Jumat, 16 Januari 2026

facebook twitter whatsapp telegram line copy

URL berhasil dicopy

facebook icon twitter icon whatsapp icon telegram icon line icon copy

URL berhasil dicopy

Mahasiswa KKN Universitas 17 Agustus 1945 Surabaya menunjukkan hasil produk inovatif berupa tas Sling Bag, Dompet Anyaman, dan Tas HP Anyaman hasil pendampingan UMKM Bu Sum Collection. Foto: Pribadi

Mahasiswa KKN Universitas 17 Agustus 1945 Surabaya menunjukkan hasil produk inovatif berupa tas Sling Bag, Dompet Anyaman, dan Tas HP Anyaman hasil pendampingan UMKM Bu Sum Collection. Foto: Pribadi

Mojokerto, Sorotnesia.com – Mahasiswa Kuliah Kerja Nyata (KKN) Universitas 17 Agustus 1945 (UNTAG) Surabaya menjalankan program pendampingan Usaha Mikro, Kecil, dan Menengah (UMKM) di Dusun Mungkut, Desa Bendungan Jati, Kecamatan Pacet, Kabupaten Mojokerto. Program yang berlangsung sepanjang Januari 2026 ini berfokus pada pengembangan inovasi produk tas anyaman serta penguatan pemasaran digital, sebagai upaya meningkatkan daya saing UMKM lokal dan memperluas akses pasar bagi pelaku usaha desa.

Dusun Mungkut selama ini dikenal memiliki potensi ekonomi kreatif berbasis kerajinan anyaman plastik. Tas anyaman yang diproduksi warga telah menjadi sumber penghasilan penting bagi sejumlah keluarga. Namun, di balik potensi tersebut, usaha kerajinan ini masih menghadapi tantangan struktural. Variasi produk relatif terbatas, desain cenderung monoton, dan strategi pemasaran masih mengandalkan penjualan langsung atau jaringan pelanggan lokal. Pemanfaatan platform digital belum optimal, sehingga jangkauan pasar tetap sempit.

Dalam konteks inilah mahasiswa KKN UNTAG Surabaya merancang skema pendampingan yang bersifat aplikatif dan berkelanjutan. Mitra utama program ini adalah Bu Sum Collection, usaha anyaman milik Sumani, yang selama ini memproduksi tas secara manual dengan teknik tradisional. Produk Bu Sum Collection dinilai memiliki kualitas yang baik dari segi ketahanan material dan kerapian anyaman, tetapi kurang memiliki diferensiasi desain yang relevan dengan tren pasar saat ini.

Baca Juga :  Mahasiswa KKN UNS Kenalkan Teknik Menanam Kokedama kepada Siswa SD di Gunungsari

Mahasiswa KKN kemudian memperkenalkan sejumlah inovasi produk, di antaranya sling bag anyaman, dompet anyaman, dan tas ponsel berbahan anyaman plastik. Pengembangan ini tidak sekadar menambah jenis produk, tetapi juga mempertimbangkan aspek fungsi, ukuran, estetika, serta kebutuhan konsumen urban. Desain disederhanakan agar lebih minimalis, pemilihan warna dibuat lebih modern, dan finishing diperhalus untuk meningkatkan nilai jual.

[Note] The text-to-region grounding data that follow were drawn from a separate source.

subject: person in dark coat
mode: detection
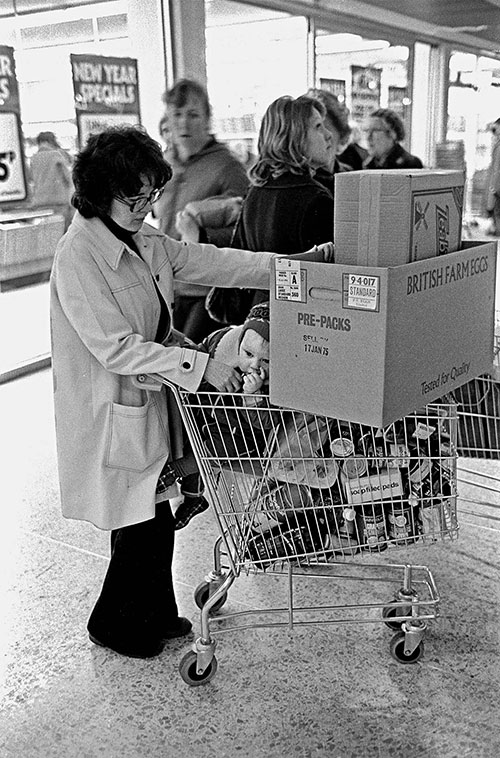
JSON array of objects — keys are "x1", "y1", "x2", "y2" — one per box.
[
  {"x1": 363, "y1": 108, "x2": 423, "y2": 170},
  {"x1": 232, "y1": 94, "x2": 334, "y2": 314}
]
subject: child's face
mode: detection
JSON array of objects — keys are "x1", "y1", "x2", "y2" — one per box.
[{"x1": 238, "y1": 329, "x2": 270, "y2": 379}]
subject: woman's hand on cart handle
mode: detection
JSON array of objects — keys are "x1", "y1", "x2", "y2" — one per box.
[{"x1": 203, "y1": 358, "x2": 243, "y2": 392}]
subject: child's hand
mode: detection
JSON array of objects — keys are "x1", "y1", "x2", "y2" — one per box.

Selain inovasi produk, pendampingan difokuskan pada transformasi pemasaran digital. Mahasiswa menyusun katalog produk yang lebih terstruktur, melakukan sesi foto produk dengan pencahayaan dan latar yang layak, serta membantu penulisan deskripsi produk yang informatif dan persuasif tanpa berlebihan. Mereka juga terlibat dalam penentuan harga yang lebih rasional berdasarkan biaya produksi, tenaga kerja, dan segmentasi pasar.

Mahasiswa KKN Universitas 17 Agustus 1945 Surabaya berfoto bersama mitra. Foto: Pribadi
Mahasiswa KKN Universitas 17 Agustus 1945 Surabaya berfoto bersama mitra. Foto: Pribadi

Pendampingan tidak berhenti pada perencanaan. Mahasiswa turut membantu pengelolaan toko daring melalui Shopee dan TikTok Shop, termasuk pengunggahan produk, pengaturan etalase, serta strategi promosi awal. Langkah ini bertujuan memperluas visibilitas produk Bu Sum Collection di luar Mojokerto dan menjangkau konsumen yang lebih beragam.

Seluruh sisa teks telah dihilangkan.